Bom, o Tricolor de Ribeirão tem em seu elenco o experiente Leandro Gianecchini e o goleiro Renan, aquele alemãozinho que explodiu no Avaí, foi para o Corinthians e, bem, taí no Botafogo. Nenhum deles é titular, mas nem por isso o time é ruim. Pelo contrário, Wagner Lopes armou um time que sabe explorar as duas melhores táticas boleiras: fechar a casinha e atacar com competência. Mike, atacante, também tem 5 gols no torneio.

Já Itu também vive bons momentos com seu clube. Com Doriva "Aquele" (ex-volante do São Paulo) na casamata, o Galo de Itu flerta maliciosamente com as quartas-de-final. Marcinho Aquele (ex-Furacão, Corinthians, Palmeiras, etc) e Cristian, meia ex-Palmeiras, aquele de cabelo enroladinho, são opções no elenco cujos destaques são o beque Anderson Salles e o atacante Rafael Silva com óbvios 5 gols cada.

O grupo C alijou a Portuguesa da disputa das primeiras posições e deixou o Santos dar as cartas sem dificuldades. Ponte Preta e São Bernardo brigam pela segunda posição. Favorita a confirmar a vaga, a Macaca, apesar das baixas que seu elenco sofreu ao término da temporada passada, conseguiu manter a estrutura que quase levou a Sul-Americana. Tem um punhado de Aqueles em seu elenco, como: Adrianinho e Bida, no entanto o destaque é o ex-menino da vila Alemão, artilheiro do time com evidentes 5 gols.
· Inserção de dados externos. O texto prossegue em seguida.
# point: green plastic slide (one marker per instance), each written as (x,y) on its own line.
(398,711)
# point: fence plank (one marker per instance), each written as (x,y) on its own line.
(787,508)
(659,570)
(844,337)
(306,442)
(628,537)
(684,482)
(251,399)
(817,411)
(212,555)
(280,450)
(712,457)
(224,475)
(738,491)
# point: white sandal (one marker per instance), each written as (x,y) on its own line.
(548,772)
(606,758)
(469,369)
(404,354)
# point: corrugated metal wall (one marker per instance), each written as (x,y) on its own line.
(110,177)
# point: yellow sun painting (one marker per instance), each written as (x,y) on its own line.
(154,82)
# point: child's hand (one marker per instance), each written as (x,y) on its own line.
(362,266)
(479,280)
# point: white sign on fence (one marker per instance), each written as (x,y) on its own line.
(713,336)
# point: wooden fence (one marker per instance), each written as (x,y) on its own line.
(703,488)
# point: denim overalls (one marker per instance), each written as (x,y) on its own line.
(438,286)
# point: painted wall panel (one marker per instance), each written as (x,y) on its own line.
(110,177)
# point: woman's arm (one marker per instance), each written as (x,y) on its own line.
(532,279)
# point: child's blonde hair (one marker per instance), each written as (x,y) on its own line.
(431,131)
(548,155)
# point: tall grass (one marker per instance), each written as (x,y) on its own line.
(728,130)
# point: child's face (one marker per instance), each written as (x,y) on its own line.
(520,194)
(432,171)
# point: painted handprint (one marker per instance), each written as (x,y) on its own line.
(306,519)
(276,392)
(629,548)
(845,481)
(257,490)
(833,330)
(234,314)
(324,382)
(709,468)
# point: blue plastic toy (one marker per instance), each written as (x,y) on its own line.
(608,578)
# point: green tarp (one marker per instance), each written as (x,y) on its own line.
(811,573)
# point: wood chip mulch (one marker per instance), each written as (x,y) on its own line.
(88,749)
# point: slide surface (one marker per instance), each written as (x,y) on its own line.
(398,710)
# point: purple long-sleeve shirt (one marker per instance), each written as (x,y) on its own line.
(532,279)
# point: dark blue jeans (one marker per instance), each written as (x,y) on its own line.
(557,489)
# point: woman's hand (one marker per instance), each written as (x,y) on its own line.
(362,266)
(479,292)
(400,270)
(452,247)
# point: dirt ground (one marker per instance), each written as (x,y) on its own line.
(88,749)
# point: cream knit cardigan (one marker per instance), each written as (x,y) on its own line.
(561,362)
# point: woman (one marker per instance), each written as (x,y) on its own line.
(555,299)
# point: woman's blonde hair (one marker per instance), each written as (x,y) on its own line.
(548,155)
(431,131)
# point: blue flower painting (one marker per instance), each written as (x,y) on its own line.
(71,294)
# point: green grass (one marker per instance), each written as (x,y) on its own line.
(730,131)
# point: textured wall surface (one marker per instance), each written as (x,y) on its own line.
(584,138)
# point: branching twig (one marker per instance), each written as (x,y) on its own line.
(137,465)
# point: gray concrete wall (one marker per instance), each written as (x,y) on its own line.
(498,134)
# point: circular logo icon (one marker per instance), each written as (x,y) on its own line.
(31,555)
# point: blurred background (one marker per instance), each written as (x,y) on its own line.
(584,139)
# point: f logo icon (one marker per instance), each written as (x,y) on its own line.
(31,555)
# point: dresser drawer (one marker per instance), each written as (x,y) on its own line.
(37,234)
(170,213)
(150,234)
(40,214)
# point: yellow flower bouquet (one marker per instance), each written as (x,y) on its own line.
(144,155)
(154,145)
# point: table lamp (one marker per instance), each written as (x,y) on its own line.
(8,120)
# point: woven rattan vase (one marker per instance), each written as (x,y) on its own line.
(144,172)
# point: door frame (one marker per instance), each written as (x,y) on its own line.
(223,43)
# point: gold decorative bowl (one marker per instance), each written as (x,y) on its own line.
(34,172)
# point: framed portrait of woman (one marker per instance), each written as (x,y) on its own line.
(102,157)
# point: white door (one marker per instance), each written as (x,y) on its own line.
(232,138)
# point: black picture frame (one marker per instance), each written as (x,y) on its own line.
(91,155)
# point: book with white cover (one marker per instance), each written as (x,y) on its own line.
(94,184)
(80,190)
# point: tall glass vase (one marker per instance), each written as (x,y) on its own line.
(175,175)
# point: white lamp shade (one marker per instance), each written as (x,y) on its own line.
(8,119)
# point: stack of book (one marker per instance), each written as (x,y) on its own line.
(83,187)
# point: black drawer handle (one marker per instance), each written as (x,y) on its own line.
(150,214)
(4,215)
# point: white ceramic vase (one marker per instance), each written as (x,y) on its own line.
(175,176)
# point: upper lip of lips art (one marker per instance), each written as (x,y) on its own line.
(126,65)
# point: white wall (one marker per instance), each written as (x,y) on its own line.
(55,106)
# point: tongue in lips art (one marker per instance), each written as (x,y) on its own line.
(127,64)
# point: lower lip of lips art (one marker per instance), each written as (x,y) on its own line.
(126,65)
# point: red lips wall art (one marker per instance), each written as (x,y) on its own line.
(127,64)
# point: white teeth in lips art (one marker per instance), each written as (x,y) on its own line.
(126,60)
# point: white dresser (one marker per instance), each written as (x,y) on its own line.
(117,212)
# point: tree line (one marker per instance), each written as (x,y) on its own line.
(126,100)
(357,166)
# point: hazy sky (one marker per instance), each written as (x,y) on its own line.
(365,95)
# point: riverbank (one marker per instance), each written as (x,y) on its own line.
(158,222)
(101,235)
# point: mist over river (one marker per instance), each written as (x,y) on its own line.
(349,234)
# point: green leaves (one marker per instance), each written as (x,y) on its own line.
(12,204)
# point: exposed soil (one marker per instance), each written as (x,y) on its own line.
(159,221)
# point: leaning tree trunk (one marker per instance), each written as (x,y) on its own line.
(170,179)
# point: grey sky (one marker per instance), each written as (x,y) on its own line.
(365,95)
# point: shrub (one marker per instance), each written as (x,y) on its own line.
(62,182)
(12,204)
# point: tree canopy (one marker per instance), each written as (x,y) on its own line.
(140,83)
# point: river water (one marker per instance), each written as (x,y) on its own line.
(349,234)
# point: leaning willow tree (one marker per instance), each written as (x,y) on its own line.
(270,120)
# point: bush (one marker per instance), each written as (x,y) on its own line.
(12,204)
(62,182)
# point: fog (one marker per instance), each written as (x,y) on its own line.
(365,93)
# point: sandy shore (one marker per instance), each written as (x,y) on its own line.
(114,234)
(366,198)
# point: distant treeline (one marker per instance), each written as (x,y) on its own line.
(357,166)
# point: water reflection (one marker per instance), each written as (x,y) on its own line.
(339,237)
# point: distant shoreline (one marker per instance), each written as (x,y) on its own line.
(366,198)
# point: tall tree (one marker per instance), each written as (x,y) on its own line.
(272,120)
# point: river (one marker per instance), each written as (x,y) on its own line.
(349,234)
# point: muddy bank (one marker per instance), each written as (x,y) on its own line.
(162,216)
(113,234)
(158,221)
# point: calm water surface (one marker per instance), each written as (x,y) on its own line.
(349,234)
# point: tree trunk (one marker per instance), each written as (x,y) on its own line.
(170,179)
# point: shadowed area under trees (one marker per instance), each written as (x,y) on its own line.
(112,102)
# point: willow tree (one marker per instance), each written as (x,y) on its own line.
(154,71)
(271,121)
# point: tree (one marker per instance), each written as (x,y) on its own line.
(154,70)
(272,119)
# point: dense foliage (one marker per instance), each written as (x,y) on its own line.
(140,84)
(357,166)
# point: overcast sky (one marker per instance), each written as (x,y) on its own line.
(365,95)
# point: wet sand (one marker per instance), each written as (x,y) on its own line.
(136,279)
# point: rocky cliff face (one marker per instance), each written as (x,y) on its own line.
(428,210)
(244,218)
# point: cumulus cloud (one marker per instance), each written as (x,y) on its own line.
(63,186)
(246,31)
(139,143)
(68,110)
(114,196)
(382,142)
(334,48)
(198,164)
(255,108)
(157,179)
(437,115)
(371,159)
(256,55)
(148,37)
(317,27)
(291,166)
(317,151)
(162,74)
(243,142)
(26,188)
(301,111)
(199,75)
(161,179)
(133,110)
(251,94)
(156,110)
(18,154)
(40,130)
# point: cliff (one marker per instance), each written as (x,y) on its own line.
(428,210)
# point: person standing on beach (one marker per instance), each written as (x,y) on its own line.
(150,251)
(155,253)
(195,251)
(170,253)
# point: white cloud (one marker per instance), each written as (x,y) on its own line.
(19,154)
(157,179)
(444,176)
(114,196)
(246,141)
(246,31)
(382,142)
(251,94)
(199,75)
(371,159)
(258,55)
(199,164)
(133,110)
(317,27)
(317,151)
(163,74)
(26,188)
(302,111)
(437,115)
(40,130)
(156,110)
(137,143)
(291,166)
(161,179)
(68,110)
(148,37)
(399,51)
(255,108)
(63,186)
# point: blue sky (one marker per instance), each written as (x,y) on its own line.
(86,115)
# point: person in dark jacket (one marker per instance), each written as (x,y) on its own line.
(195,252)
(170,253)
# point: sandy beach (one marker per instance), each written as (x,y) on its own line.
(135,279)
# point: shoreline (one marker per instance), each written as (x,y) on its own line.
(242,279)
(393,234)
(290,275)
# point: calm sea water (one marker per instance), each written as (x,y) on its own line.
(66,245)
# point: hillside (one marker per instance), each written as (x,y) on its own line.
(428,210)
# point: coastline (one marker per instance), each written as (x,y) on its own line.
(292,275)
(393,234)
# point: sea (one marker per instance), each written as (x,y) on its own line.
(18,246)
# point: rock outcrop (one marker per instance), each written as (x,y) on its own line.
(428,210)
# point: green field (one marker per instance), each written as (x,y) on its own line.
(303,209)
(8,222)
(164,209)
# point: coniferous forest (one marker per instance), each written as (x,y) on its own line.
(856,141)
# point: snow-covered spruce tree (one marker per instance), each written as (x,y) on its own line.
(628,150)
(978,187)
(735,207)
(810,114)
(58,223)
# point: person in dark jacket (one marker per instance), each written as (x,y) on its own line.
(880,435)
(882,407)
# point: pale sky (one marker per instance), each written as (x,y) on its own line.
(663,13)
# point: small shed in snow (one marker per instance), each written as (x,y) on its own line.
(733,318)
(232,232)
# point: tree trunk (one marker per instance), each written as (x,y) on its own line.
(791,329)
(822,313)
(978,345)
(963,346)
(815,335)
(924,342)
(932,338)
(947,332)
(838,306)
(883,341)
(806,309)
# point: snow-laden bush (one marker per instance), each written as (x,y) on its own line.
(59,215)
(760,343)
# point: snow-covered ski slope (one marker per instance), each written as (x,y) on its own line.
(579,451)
Por fim, o melhor grupo do Paulistão vê Rio Claro e Bragantino duelarem pela vice-liderança. Apenas dois pontos separam os engraçadinhos, com vantagem para os azuis de Rio Claro. Embora tenha no grupo os rodados Alex Bruno e Alex Afonso, quem se destaca é o meia Léo Costa, autor de 7 gols e atual artilheiro do Paulistão!

E pelo lado do sempre perigoso Bragantino brilha o treinador Marcelo Veiga, no comando da Massa Bruta desde 1900 e nada. Lincom, Léo Jaime e Cesinha são os encarregados em levar o caos às defesas adversárias enquanto um meio-campo voluntarioso busca atazanar a vida do rival. Aposto na regularidade do Braga, apesar da grata surpresa de Rio Claro.